En fait, l’acquisition du Ritz de Barcelone, l’un des plus importants hôtels de luxe en Espagne, par un « mystérieux Ali Haddad » était la première grande opération d’envergure à l’international du sulfureux milliardaire algérien. Ali Haddad était lancé sur une voie royale pour faire partie des intouchables du système de l’ère Bouteflika.

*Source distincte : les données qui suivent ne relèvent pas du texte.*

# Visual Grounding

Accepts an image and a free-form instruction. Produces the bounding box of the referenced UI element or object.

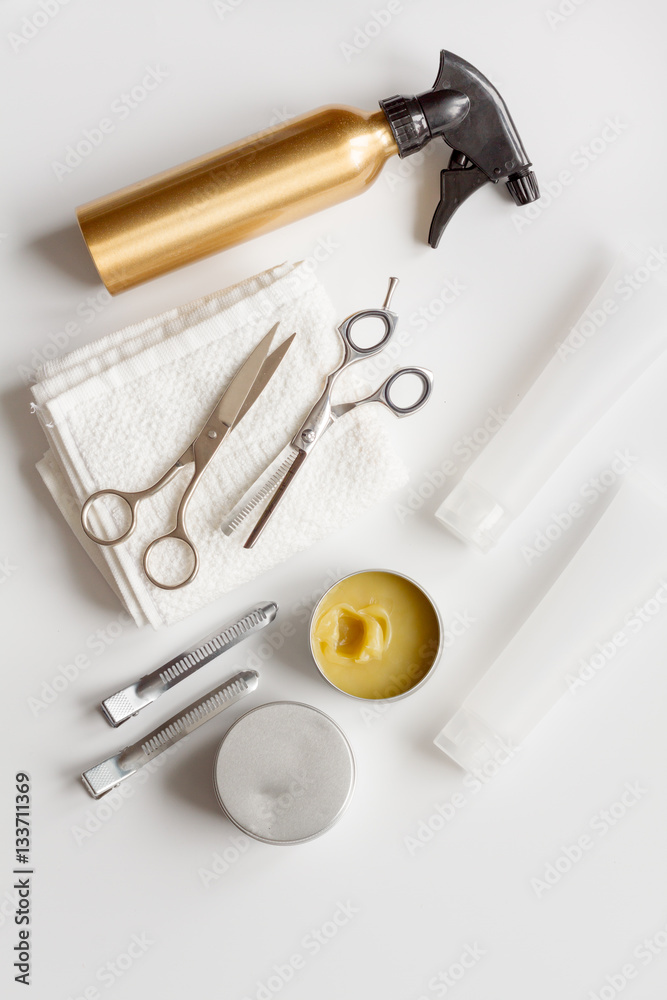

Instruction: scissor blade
[231,332,296,430]
[220,443,300,536]
[215,323,280,429]
[243,449,309,549]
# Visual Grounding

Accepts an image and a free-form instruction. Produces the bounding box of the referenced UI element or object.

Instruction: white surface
[2,1,667,997]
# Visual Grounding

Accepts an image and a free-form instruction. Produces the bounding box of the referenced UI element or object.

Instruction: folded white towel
[34,263,409,628]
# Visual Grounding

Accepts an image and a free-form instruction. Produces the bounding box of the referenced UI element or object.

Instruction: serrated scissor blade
[243,449,309,549]
[220,444,300,536]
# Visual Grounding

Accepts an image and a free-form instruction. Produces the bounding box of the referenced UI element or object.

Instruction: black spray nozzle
[379,50,539,247]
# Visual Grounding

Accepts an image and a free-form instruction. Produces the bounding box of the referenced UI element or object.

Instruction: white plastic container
[434,476,667,771]
[436,249,667,551]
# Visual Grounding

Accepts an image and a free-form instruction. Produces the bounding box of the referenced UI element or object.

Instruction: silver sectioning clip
[82,669,259,799]
[100,602,277,726]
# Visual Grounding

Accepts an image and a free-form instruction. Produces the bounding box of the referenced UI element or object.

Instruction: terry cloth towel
[33,263,409,628]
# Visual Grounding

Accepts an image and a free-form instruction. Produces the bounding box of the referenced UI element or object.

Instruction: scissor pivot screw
[301,429,316,443]
[207,430,217,439]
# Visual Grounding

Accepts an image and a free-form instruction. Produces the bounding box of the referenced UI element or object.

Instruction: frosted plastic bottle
[435,250,667,551]
[435,476,667,771]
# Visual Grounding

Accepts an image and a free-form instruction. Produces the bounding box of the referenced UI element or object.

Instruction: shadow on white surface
[27,221,101,289]
[166,727,233,819]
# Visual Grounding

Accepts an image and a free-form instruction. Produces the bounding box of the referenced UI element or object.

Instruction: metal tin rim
[213,700,356,846]
[309,568,443,703]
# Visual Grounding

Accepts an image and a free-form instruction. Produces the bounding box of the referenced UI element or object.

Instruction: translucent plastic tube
[434,476,667,771]
[436,248,667,551]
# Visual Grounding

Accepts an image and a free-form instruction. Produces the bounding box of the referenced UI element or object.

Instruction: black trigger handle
[428,157,490,248]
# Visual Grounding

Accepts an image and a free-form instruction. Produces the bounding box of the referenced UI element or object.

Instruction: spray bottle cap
[380,51,540,246]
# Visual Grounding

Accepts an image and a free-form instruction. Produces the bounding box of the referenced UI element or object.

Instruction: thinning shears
[220,278,433,548]
[81,324,295,590]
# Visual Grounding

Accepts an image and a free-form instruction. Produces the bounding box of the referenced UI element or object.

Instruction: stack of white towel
[33,263,408,627]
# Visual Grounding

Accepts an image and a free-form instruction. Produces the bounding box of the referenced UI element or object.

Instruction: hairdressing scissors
[220,277,433,548]
[81,324,295,590]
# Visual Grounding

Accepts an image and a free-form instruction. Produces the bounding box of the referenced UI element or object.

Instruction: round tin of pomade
[213,701,355,845]
[309,569,443,702]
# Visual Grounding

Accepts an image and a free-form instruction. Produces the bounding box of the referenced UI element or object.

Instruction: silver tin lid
[213,701,356,845]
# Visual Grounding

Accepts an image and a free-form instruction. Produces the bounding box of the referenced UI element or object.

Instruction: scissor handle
[142,527,200,591]
[140,442,211,589]
[380,367,433,416]
[332,367,434,420]
[337,307,398,365]
[81,462,188,548]
[336,277,401,366]
[81,488,143,546]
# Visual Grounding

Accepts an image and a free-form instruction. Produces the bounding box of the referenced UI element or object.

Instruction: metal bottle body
[77,106,398,294]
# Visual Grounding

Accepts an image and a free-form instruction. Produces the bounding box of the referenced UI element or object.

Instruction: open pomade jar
[310,570,442,701]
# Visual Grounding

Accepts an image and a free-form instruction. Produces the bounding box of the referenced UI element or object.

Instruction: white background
[2,0,667,997]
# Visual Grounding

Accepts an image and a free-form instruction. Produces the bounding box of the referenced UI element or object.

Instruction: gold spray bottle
[77,51,539,295]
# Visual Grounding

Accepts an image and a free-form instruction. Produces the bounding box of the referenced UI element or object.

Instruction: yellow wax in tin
[312,572,440,699]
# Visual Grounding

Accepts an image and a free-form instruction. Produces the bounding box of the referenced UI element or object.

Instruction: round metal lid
[213,701,356,845]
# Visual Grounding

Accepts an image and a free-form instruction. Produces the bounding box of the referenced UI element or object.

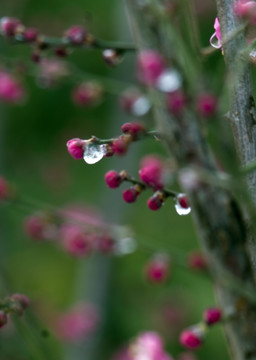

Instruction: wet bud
[175,194,191,216]
[147,191,165,210]
[0,17,21,36]
[66,138,86,159]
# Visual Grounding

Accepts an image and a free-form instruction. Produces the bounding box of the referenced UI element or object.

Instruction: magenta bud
[121,122,146,140]
[104,170,123,188]
[23,28,38,42]
[147,192,165,211]
[196,93,217,117]
[66,138,86,159]
[179,327,203,349]
[137,50,165,86]
[64,25,87,45]
[0,17,21,36]
[203,308,222,325]
[112,136,130,156]
[122,187,140,203]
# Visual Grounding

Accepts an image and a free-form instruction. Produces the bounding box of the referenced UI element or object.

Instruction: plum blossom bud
[72,82,103,107]
[64,25,87,45]
[203,307,222,325]
[188,251,207,270]
[196,93,217,117]
[112,135,131,156]
[139,156,164,189]
[122,186,141,203]
[179,325,205,349]
[137,50,165,86]
[166,90,187,114]
[0,17,21,36]
[175,194,191,216]
[0,176,10,202]
[145,254,170,283]
[60,224,93,257]
[54,303,99,342]
[147,191,165,210]
[24,215,46,239]
[0,311,7,329]
[37,59,69,87]
[0,71,25,104]
[66,138,86,159]
[10,293,30,311]
[133,331,173,360]
[233,0,256,23]
[121,122,146,140]
[23,28,38,42]
[105,170,124,188]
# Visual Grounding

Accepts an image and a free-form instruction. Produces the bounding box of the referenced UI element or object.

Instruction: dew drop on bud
[83,143,107,164]
[131,96,151,116]
[175,194,191,216]
[157,69,182,93]
[114,237,137,256]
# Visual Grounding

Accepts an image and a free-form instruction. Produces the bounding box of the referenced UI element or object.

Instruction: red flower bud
[203,308,222,325]
[105,170,123,188]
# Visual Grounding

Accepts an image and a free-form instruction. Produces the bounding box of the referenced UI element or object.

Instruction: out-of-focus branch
[125,1,256,359]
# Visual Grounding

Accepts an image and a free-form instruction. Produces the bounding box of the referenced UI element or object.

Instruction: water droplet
[157,69,182,93]
[209,32,222,49]
[132,96,151,116]
[114,237,137,256]
[175,194,191,216]
[83,142,107,164]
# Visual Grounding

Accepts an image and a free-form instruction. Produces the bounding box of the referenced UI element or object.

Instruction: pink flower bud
[66,138,86,159]
[105,170,123,188]
[123,187,140,203]
[139,157,164,190]
[121,122,146,140]
[145,254,170,283]
[233,0,256,21]
[196,93,217,117]
[188,251,207,270]
[0,176,10,202]
[166,90,187,114]
[60,224,93,257]
[64,25,87,45]
[97,235,114,253]
[0,310,8,328]
[24,215,46,240]
[137,50,165,86]
[147,191,165,210]
[0,17,21,36]
[11,293,30,310]
[203,308,222,325]
[179,327,203,349]
[23,28,38,42]
[177,195,190,209]
[72,82,102,106]
[0,71,25,104]
[112,136,131,156]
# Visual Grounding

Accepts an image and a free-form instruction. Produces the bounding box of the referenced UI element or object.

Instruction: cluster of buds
[179,307,222,350]
[53,302,99,342]
[0,17,38,42]
[104,156,191,215]
[0,293,30,329]
[24,206,116,257]
[66,121,147,164]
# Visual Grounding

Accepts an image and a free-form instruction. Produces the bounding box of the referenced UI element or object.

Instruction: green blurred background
[0,0,230,359]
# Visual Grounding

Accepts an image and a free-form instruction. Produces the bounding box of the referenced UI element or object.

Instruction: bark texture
[125,1,256,359]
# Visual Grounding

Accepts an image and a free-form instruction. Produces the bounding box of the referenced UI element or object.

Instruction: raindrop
[209,32,222,49]
[132,96,151,116]
[114,237,137,256]
[157,69,182,93]
[174,194,191,216]
[83,142,107,164]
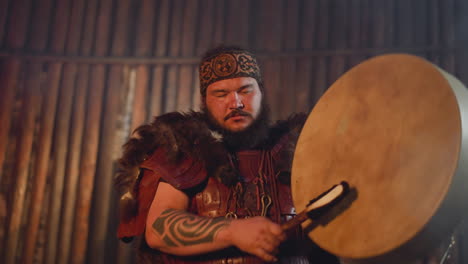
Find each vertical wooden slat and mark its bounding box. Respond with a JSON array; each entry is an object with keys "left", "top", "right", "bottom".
[
  {"left": 312, "top": 0, "right": 330, "bottom": 107},
  {"left": 316, "top": 0, "right": 330, "bottom": 50},
  {"left": 359, "top": 0, "right": 371, "bottom": 58},
  {"left": 396, "top": 0, "right": 413, "bottom": 48},
  {"left": 250, "top": 0, "right": 262, "bottom": 50},
  {"left": 429, "top": 0, "right": 441, "bottom": 65},
  {"left": 263, "top": 60, "right": 283, "bottom": 118},
  {"left": 56, "top": 1, "right": 99, "bottom": 263},
  {"left": 371, "top": 0, "right": 392, "bottom": 51},
  {"left": 134, "top": 0, "right": 156, "bottom": 58},
  {"left": 0, "top": 59, "right": 20, "bottom": 179},
  {"left": 279, "top": 56, "right": 297, "bottom": 117},
  {"left": 297, "top": 0, "right": 317, "bottom": 110},
  {"left": 87, "top": 63, "right": 122, "bottom": 264},
  {"left": 64, "top": 0, "right": 87, "bottom": 54},
  {"left": 280, "top": 0, "right": 299, "bottom": 118},
  {"left": 261, "top": 57, "right": 280, "bottom": 118},
  {"left": 176, "top": 67, "right": 193, "bottom": 112},
  {"left": 295, "top": 57, "right": 312, "bottom": 113},
  {"left": 165, "top": 66, "right": 179, "bottom": 112},
  {"left": 441, "top": 0, "right": 456, "bottom": 48},
  {"left": 348, "top": 0, "right": 362, "bottom": 68},
  {"left": 167, "top": 0, "right": 183, "bottom": 58},
  {"left": 79, "top": 0, "right": 99, "bottom": 56},
  {"left": 27, "top": 0, "right": 54, "bottom": 52},
  {"left": 441, "top": 0, "right": 456, "bottom": 73},
  {"left": 177, "top": 0, "right": 198, "bottom": 111},
  {"left": 372, "top": 0, "right": 385, "bottom": 49},
  {"left": 260, "top": 0, "right": 282, "bottom": 120},
  {"left": 71, "top": 64, "right": 106, "bottom": 264},
  {"left": 328, "top": 0, "right": 347, "bottom": 85},
  {"left": 48, "top": 0, "right": 72, "bottom": 54},
  {"left": 413, "top": 0, "right": 429, "bottom": 49},
  {"left": 109, "top": 0, "right": 131, "bottom": 56},
  {"left": 409, "top": 1, "right": 426, "bottom": 58},
  {"left": 56, "top": 64, "right": 89, "bottom": 264},
  {"left": 132, "top": 65, "right": 150, "bottom": 131},
  {"left": 212, "top": 0, "right": 226, "bottom": 45},
  {"left": 192, "top": 0, "right": 216, "bottom": 110},
  {"left": 165, "top": 0, "right": 184, "bottom": 113},
  {"left": 263, "top": 0, "right": 283, "bottom": 53},
  {"left": 150, "top": 65, "right": 165, "bottom": 118},
  {"left": 181, "top": 0, "right": 198, "bottom": 58},
  {"left": 225, "top": 0, "right": 249, "bottom": 46},
  {"left": 238, "top": 0, "right": 250, "bottom": 47},
  {"left": 93, "top": 0, "right": 113, "bottom": 57},
  {"left": 78, "top": 0, "right": 99, "bottom": 57},
  {"left": 283, "top": 0, "right": 299, "bottom": 53},
  {"left": 195, "top": 0, "right": 215, "bottom": 55},
  {"left": 192, "top": 67, "right": 201, "bottom": 110},
  {"left": 0, "top": 0, "right": 11, "bottom": 46},
  {"left": 21, "top": 63, "right": 62, "bottom": 264},
  {"left": 5, "top": 62, "right": 43, "bottom": 264},
  {"left": 149, "top": 0, "right": 171, "bottom": 118},
  {"left": 299, "top": 0, "right": 317, "bottom": 51},
  {"left": 45, "top": 63, "right": 78, "bottom": 264},
  {"left": 370, "top": 0, "right": 395, "bottom": 57},
  {"left": 385, "top": 0, "right": 395, "bottom": 51},
  {"left": 4, "top": 0, "right": 32, "bottom": 50},
  {"left": 0, "top": 58, "right": 21, "bottom": 260},
  {"left": 154, "top": 0, "right": 170, "bottom": 58},
  {"left": 35, "top": 187, "right": 51, "bottom": 264}
]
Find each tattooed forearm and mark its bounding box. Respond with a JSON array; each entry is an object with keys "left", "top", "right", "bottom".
[{"left": 152, "top": 209, "right": 231, "bottom": 247}]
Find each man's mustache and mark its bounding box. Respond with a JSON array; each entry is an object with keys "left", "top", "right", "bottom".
[{"left": 224, "top": 109, "right": 251, "bottom": 121}]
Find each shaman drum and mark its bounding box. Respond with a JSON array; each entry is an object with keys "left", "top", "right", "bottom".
[{"left": 292, "top": 54, "right": 468, "bottom": 264}]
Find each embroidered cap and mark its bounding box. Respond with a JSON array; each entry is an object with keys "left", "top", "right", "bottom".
[{"left": 199, "top": 48, "right": 262, "bottom": 96}]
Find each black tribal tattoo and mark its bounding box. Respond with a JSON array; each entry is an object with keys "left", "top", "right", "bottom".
[{"left": 152, "top": 209, "right": 231, "bottom": 247}]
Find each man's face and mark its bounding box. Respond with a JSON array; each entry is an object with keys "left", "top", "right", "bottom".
[{"left": 204, "top": 77, "right": 262, "bottom": 132}]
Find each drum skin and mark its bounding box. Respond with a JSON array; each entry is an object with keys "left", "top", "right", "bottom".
[{"left": 291, "top": 54, "right": 468, "bottom": 264}]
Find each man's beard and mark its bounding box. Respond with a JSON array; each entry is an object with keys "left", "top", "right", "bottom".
[{"left": 201, "top": 102, "right": 271, "bottom": 152}]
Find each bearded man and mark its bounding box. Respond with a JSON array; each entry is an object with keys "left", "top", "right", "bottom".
[{"left": 115, "top": 46, "right": 339, "bottom": 263}]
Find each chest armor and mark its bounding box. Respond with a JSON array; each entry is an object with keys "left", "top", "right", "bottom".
[{"left": 191, "top": 149, "right": 296, "bottom": 222}]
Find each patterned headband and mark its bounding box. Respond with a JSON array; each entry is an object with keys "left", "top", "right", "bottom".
[{"left": 199, "top": 51, "right": 262, "bottom": 96}]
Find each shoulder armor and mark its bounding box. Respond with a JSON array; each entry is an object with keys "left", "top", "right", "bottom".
[{"left": 141, "top": 147, "right": 207, "bottom": 190}]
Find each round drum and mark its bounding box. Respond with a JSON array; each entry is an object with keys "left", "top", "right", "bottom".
[{"left": 292, "top": 54, "right": 468, "bottom": 263}]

L’information avait été révélée par le journal espagnol L’Expansion, et le journal Aginyo affirmait que cette acquisition a été faite par une société contrôlée par Ali Haddad, un investisseur « originaire d’Afrique du Nord ». Malgré ces précisions, Ali Haddad n’a pas été inquiété en Algérie. Il était en pleine ascension, à deux ans du quatrième mandat du président déchu Abdelaziz Bouteflika.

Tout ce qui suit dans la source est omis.